With climate change predicted to increase the likelihood of landslide events, there is a growing need for rapid landslide detection technologies that help inform emergency responses. Synthetic Aperture Radar (SAR) is a remote sensing technique that can provide measurements of affected areas independent from weather or lighting conditions. Usage of SAR, however, is hindered by domain knowledge that is necessary for the pre-processing steps and its interpretation requires expert knowledge. We provide simplified, pre-processed, machine-learning ready SAR datacubes for four globally located landslide events obtained from several Sentinel-1 satellite passes before and after a landslide triggering event together with segmentation maps of the landslides. From this dataset, using the Hokkaido, Japan datacube, we study the feasibility of SAR-based landslide detection with supervised deep learning (DL). Our results demonstrate that DL models can be used to detect landslides from SAR data, achieving an Area under the Precision-Recall curve exceeding 0.7. We find that additional satellite visits enhance detection performance, but that early detection is possible when SAR data is combined with terrain information from a digital elevation model. This can be especially useful for time-critical emergency interventions.

Author Information

Vanessa Boehm (UC Berkeley)
Wei Ji Leong (The Ohio State University)
Ragini Bal Mahesh (German Aerospace Center DLR)
Ioannis Prapas (University of Valencia, National Observatory of Athens)
Siddha Ganju (Nvidia)
Freddie Kalaitzis (University of Oxford)
Freddie Kalaitzis

Freddie is a Senior Research Fellow at the Dept. of Computer Science, University of Oxford, investigating topics mainly in AI for Earth Observation. He is the principal investigator of OpenSR, a €1M government contract with ESA, to increase the safety of Super-Resolution technology for the Sentinel-2 archive. He is also an independent consultant, involved in projects where he leads teams in the Frontier Development Lab (FDL), a private-public partnership between NASA, SETI, and Trillium Technologies. His recent FDL projects were funded by NASA SMD to investigate the use of SAR imagery for disaster detection, and by the USGS to develop near-real-time water stream mapping from daily PlanetScope imagery. His most recent work is a survey on the State of AI for Earth Observation, in collaboration with Satellite Applications Catapult.

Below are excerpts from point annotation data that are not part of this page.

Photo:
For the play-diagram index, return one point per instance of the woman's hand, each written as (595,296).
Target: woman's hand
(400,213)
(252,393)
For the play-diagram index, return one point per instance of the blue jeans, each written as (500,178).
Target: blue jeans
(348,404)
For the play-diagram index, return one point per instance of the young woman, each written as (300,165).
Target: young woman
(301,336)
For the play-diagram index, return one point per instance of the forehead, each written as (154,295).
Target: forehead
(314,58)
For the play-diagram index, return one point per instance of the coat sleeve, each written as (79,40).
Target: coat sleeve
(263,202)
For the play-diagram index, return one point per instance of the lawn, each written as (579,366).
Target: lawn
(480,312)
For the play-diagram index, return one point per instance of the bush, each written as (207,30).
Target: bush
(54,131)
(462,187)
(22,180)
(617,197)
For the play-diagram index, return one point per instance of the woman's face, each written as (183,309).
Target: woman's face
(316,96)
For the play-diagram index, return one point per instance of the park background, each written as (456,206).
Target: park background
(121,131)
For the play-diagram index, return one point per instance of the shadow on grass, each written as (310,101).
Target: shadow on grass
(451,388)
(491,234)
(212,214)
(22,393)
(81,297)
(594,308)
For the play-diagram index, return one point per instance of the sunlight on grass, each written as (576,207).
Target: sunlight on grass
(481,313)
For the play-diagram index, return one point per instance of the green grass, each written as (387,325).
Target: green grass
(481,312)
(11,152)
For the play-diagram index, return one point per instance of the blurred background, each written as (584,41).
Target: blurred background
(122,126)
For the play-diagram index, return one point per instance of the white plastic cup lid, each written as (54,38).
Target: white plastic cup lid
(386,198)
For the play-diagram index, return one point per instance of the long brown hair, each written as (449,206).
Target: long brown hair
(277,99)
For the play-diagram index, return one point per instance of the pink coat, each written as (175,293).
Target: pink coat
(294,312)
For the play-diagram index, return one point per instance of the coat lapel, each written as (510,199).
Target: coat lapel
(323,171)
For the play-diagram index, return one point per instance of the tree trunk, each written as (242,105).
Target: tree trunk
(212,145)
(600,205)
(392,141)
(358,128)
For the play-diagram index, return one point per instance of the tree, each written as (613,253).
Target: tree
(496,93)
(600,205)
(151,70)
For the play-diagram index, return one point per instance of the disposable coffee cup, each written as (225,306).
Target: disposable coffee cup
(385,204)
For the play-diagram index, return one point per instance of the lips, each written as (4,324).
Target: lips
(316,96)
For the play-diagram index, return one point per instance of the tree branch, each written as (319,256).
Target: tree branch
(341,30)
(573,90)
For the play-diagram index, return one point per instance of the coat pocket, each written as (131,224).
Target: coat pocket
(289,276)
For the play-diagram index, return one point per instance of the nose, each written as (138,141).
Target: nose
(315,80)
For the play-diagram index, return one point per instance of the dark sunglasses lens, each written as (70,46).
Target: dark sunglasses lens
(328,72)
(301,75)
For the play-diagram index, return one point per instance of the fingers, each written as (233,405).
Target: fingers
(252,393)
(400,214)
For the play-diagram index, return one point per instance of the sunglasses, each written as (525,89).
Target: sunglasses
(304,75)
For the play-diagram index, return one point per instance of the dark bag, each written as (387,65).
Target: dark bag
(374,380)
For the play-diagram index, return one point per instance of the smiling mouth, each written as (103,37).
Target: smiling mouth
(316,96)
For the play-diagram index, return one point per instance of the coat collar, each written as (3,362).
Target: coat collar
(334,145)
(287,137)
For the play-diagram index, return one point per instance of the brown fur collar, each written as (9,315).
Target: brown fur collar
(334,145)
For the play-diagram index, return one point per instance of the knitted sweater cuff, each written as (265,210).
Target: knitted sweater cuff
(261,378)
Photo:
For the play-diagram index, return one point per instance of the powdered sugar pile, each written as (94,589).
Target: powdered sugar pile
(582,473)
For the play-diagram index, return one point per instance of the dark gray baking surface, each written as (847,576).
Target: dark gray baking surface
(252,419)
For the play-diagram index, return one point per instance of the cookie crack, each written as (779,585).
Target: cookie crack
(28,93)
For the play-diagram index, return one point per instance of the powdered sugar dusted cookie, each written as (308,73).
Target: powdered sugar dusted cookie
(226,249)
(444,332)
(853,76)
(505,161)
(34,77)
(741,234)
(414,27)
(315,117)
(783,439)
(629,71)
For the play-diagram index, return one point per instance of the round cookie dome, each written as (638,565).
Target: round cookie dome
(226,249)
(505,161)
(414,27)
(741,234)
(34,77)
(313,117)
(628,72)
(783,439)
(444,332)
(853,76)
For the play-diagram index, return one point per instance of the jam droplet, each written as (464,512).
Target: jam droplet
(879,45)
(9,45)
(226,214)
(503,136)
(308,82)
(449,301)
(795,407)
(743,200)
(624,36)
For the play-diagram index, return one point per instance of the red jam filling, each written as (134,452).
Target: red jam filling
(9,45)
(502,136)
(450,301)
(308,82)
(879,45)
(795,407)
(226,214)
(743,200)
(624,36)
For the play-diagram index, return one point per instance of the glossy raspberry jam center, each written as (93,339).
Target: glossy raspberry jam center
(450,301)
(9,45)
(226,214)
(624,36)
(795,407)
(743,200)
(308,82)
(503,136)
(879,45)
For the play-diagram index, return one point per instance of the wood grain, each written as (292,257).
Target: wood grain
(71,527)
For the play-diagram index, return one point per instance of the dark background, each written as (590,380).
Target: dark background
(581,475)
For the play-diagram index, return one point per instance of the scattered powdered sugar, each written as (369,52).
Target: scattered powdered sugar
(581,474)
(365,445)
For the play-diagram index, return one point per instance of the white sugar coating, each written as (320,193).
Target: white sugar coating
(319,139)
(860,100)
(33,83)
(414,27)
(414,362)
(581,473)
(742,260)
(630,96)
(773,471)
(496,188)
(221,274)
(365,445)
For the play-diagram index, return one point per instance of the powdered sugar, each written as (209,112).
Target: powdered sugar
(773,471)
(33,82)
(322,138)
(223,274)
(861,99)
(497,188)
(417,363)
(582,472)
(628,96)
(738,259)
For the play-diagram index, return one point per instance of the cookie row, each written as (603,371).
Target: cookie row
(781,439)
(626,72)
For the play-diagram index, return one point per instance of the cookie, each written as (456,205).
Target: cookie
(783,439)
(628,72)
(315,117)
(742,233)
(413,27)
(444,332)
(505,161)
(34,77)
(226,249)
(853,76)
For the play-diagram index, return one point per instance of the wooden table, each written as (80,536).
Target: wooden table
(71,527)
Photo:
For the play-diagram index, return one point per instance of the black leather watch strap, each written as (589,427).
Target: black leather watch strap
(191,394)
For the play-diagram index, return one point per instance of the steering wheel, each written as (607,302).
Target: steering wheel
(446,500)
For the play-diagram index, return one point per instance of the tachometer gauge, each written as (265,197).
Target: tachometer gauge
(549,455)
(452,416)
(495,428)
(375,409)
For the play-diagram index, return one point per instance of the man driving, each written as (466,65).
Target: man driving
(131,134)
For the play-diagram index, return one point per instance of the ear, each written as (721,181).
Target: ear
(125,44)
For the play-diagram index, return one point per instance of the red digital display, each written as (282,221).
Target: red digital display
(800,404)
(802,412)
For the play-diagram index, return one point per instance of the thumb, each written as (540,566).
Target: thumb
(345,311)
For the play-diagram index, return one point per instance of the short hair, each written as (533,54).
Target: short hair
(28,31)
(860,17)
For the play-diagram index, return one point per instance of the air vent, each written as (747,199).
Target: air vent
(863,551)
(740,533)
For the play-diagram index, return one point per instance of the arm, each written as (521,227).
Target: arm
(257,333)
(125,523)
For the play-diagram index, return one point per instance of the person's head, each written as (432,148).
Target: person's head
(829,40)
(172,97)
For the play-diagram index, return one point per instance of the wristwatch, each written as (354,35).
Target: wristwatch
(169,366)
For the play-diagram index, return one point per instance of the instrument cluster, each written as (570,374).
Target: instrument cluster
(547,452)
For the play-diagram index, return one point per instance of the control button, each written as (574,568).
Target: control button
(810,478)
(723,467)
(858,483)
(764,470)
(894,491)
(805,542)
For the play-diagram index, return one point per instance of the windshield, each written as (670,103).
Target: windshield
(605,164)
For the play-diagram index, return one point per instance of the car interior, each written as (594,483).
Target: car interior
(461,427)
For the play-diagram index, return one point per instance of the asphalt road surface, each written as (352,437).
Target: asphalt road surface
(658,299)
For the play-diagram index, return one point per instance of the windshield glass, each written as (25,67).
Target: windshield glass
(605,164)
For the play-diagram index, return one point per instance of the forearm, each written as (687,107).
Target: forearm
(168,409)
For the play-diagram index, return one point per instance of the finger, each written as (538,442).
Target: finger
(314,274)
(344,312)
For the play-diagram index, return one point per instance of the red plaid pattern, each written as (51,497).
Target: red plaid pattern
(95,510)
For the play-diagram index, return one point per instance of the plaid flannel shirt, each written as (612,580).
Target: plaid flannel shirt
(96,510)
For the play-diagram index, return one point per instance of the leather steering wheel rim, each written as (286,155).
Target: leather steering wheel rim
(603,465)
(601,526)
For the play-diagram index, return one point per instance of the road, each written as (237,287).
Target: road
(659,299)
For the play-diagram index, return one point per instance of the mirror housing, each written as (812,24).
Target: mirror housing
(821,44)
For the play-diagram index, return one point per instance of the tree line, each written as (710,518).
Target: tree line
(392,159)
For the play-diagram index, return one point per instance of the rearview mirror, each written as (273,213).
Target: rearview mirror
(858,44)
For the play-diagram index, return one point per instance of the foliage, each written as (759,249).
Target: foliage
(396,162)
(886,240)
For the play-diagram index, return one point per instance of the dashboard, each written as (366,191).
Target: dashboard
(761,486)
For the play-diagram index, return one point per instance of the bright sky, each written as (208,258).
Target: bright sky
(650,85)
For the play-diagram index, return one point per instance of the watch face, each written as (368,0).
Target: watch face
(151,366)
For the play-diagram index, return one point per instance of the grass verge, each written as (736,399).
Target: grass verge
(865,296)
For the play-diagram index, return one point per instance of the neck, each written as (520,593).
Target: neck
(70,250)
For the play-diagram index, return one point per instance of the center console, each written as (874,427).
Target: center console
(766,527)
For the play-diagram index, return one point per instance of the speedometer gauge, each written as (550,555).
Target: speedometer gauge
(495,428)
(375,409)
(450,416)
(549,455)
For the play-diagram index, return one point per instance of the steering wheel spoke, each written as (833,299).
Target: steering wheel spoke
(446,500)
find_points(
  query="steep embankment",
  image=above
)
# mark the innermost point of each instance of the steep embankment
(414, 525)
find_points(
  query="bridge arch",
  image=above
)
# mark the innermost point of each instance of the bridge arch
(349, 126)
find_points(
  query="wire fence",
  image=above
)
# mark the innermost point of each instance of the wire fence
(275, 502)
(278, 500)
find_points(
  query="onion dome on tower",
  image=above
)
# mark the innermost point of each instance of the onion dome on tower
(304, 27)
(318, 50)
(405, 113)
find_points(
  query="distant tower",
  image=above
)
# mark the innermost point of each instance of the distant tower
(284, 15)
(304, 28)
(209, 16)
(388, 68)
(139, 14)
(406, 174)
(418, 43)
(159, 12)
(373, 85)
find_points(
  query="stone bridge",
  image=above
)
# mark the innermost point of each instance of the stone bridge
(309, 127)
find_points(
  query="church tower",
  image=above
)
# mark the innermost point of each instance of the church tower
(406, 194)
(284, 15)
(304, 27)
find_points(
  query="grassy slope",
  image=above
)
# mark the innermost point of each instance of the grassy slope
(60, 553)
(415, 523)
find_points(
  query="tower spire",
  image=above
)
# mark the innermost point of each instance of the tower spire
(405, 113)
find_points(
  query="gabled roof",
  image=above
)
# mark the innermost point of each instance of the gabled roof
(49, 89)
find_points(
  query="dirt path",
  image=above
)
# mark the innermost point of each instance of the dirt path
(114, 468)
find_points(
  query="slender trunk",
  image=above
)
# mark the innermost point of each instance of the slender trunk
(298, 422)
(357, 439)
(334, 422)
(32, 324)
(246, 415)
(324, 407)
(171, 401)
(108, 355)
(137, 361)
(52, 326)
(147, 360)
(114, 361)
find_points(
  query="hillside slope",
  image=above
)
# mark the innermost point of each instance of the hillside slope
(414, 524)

Edoardo Nemni (United Nations Satellite Centre (UNOSAT))

Edoardo Nemni is a Machine Learning Researcher at the United Nations Institute of Training and Research Operational Satellite Application Programme (UNITAR-UNOSAT). His research focus lies on apply deep learning algorithms to satellite imagery for disaster response such as satellite-derived flood analysis, shelter mapping, building footprints, damage assessment, and more. His current project is FloodAI: an end-to-end fully automated pipeline whereby satellite images of flood-prone areas are automatically downloaded and processed to output disaster maps.

Raul Ramos-Pollán (Universidad de Antioquia)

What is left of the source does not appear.